PetaMem has asked for the wisdom of the Perl Monks concerning the following question:

Hello Monks,

I'd like to encode an arbitrary string (may be a perl source in UTF-8 encoding) to a well defined set of characters.

So - something similar to uuencode (pack "u"), but with a defined character set (e.g. only [A-Za-z0-9]) for the encoding string.

Of course, back and forth encoding/decoding should be possible to prevent creation of a write-only device. ;-)

Basically I have only a reduced character set in my "storage" available - about 6bit per character (64 characters) Currently, my best stab at it would be to uuencode the arbitrary string, and do some tr/// on the uuencoded string. Any better ideas?

Update:

I've actually implemented this now for encoding:
my $uuenc = pack "u", $string; $uuenc =~ tr/:;"$%&\/()'*#[]<>@`=,.+-/abcdefghijklmnopqrstuvw/;
and decoding:
my $uudec = $uuenc; $uudec =~ tr/abcdefghijklmnopqrstuvw/:;"$%&\/()'*#[]<>@`=,.+-/; $uudec = unpack "u", $uudec;
Works for me. My primary objective was to *avoid* specific characters that are used otherwise ( ) < > | , etc.

Bye
 PetaMem
    All Perl:   MT, NLP, NLU

Replies are listed 'Best First'.
Re: Map octets to set of characters
by nobull (Friar) on Jan 30, 2005 at 18:20 UTC
    Your approach using pack('u') and tr/// is likely to be difficult to beat for speed or brevity.

    However if you want to want to conform why not just do what everyone else does, use MIME::Base64.
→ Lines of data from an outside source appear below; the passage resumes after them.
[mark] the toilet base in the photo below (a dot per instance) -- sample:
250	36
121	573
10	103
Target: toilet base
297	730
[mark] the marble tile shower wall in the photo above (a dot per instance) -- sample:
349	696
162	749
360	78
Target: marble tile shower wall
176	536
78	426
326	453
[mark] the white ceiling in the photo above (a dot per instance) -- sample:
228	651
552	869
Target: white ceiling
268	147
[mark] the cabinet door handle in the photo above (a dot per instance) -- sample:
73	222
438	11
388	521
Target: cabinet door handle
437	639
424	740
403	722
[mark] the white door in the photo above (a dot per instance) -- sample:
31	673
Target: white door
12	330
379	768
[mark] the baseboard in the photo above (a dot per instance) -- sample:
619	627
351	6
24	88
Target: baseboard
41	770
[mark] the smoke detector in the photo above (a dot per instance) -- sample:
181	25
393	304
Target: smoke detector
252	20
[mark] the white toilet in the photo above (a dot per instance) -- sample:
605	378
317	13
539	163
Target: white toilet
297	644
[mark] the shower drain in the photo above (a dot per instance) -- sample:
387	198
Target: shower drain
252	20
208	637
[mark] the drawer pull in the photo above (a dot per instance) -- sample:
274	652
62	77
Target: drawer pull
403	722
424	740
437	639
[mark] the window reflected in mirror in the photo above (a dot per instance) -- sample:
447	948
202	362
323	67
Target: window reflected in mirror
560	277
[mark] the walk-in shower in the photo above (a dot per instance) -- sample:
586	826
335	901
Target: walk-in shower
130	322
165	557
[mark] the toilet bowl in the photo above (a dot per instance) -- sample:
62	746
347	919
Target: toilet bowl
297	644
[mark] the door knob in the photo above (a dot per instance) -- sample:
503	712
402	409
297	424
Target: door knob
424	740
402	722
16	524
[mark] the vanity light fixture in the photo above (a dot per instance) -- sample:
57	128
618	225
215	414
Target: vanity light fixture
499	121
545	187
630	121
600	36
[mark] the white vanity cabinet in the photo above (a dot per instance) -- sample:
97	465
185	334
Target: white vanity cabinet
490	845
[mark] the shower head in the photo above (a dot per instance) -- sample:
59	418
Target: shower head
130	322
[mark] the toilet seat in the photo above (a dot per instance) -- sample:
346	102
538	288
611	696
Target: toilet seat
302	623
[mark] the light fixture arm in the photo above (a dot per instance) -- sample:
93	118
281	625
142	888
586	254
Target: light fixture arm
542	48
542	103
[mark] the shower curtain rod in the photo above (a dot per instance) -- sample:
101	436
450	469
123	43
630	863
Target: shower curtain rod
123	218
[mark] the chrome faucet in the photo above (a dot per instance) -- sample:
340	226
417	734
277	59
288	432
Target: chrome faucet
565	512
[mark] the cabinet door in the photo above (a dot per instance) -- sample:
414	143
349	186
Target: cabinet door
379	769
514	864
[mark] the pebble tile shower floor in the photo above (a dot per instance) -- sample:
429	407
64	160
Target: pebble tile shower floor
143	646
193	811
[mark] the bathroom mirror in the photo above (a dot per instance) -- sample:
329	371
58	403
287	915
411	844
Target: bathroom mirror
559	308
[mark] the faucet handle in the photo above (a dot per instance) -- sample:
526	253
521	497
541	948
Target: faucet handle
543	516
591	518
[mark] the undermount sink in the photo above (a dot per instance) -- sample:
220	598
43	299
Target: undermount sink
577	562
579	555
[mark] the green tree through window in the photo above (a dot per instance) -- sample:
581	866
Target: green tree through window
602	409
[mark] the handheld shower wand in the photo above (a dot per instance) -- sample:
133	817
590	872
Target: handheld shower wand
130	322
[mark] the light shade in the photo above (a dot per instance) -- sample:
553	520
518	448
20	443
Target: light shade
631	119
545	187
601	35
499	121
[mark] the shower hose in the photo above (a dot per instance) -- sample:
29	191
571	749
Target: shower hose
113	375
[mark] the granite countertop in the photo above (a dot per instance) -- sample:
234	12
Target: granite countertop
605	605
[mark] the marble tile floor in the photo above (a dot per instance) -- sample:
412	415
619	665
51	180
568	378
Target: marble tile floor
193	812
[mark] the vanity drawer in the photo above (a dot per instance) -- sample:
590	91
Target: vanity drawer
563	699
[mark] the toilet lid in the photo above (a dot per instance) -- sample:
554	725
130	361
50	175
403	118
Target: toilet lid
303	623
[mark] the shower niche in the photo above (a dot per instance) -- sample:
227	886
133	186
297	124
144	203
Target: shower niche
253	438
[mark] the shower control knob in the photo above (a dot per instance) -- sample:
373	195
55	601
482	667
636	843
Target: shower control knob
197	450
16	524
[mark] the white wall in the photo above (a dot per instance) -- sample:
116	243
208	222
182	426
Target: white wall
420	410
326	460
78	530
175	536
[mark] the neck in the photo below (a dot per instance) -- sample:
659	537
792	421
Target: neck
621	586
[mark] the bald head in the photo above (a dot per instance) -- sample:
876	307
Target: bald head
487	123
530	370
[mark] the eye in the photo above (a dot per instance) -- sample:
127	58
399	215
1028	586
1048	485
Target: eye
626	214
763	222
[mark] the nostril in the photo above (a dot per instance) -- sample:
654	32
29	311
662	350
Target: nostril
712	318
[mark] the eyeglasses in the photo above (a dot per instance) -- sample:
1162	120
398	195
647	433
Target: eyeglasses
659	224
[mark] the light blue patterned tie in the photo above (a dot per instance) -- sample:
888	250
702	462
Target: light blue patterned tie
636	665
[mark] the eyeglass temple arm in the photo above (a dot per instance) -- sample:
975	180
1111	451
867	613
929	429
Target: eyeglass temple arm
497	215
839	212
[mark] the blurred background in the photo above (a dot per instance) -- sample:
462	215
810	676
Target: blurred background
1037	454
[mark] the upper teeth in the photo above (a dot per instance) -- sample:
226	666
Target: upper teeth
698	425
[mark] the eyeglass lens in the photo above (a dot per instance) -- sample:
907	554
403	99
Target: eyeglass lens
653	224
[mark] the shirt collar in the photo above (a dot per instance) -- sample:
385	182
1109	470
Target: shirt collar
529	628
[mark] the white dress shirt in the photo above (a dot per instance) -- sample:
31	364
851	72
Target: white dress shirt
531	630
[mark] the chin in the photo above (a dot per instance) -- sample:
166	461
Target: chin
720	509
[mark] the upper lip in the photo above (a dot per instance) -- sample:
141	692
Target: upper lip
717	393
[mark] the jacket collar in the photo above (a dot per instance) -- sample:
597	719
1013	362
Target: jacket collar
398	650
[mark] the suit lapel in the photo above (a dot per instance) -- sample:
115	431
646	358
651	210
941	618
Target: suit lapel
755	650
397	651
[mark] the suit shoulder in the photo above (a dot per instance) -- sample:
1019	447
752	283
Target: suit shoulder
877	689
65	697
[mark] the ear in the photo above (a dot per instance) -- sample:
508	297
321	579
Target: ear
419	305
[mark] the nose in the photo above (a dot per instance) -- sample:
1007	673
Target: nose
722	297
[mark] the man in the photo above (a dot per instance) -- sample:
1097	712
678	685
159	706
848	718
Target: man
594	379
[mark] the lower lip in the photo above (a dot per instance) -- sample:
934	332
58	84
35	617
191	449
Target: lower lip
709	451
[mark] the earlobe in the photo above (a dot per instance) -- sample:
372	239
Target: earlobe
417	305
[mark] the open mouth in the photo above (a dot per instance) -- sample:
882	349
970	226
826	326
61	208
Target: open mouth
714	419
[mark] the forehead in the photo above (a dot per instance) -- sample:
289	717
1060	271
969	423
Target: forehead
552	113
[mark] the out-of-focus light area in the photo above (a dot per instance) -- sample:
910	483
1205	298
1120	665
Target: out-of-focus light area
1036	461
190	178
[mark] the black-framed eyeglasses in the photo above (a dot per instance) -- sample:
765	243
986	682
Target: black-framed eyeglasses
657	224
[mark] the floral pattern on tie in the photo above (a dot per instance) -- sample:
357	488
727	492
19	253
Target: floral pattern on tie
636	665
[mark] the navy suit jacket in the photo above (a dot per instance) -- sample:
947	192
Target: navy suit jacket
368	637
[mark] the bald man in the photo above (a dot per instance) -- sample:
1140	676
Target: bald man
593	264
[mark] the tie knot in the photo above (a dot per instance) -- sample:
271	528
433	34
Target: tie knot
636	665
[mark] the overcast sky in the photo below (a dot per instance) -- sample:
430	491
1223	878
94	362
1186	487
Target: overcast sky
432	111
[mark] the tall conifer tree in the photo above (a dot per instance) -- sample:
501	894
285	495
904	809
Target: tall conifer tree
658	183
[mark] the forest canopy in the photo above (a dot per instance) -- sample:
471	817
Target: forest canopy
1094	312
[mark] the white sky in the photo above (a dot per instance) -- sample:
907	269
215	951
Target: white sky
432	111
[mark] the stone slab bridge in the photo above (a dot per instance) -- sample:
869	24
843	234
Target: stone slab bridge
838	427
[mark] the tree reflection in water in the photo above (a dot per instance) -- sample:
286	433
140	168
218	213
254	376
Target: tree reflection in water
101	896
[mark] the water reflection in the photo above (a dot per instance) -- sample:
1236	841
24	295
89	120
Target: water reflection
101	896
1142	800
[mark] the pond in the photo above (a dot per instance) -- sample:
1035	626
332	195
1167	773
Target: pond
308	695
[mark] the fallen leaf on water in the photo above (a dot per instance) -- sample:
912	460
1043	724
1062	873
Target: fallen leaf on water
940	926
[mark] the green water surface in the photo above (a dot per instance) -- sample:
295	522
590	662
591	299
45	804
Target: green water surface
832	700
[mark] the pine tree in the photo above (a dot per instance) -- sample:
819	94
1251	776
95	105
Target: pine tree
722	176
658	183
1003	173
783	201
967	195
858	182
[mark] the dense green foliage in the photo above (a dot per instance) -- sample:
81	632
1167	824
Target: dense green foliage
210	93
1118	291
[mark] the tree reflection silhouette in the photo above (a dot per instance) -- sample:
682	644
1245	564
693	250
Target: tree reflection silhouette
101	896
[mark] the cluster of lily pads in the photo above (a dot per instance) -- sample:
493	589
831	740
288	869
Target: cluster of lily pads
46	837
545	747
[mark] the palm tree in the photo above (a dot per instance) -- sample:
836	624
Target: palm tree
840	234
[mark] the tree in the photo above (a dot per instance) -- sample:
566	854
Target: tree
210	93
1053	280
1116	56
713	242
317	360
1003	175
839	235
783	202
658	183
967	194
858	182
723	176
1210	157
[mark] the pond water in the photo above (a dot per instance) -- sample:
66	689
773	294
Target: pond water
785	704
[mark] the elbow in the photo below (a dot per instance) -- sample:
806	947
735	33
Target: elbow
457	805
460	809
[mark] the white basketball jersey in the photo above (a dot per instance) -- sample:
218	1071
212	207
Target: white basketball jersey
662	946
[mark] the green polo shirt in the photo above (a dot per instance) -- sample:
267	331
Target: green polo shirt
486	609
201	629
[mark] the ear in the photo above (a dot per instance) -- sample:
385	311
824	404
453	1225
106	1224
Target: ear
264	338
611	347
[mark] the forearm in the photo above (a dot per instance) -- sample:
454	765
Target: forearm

Re: Map octets to set of characters
by ambrus (Abbot) on Jan 30, 2005 at 19:47 UTC

    Encode to utf7. The utf7 encoding uses only nice printable ascii chars. Of course, it has a very bad compression rate.

    Update: here's an example:

    perl -we 'use Encode; print encode("utf7", "Kr\x{151}zus is cs\x{f3}r\ +x{f3} volt hozz\x{e1} k\x{e9}pest.\n");'
    outputs:
    Kr+AVE-zus is cs+APM-r+APM- volt hozz+AOE- k+AOk-pest.

    Update: this is for unicode strings of course, it's not ideal for binary data.

    Update: For binary data, a very good way is to use MIME::Base64, which is in the core with newer perl versions.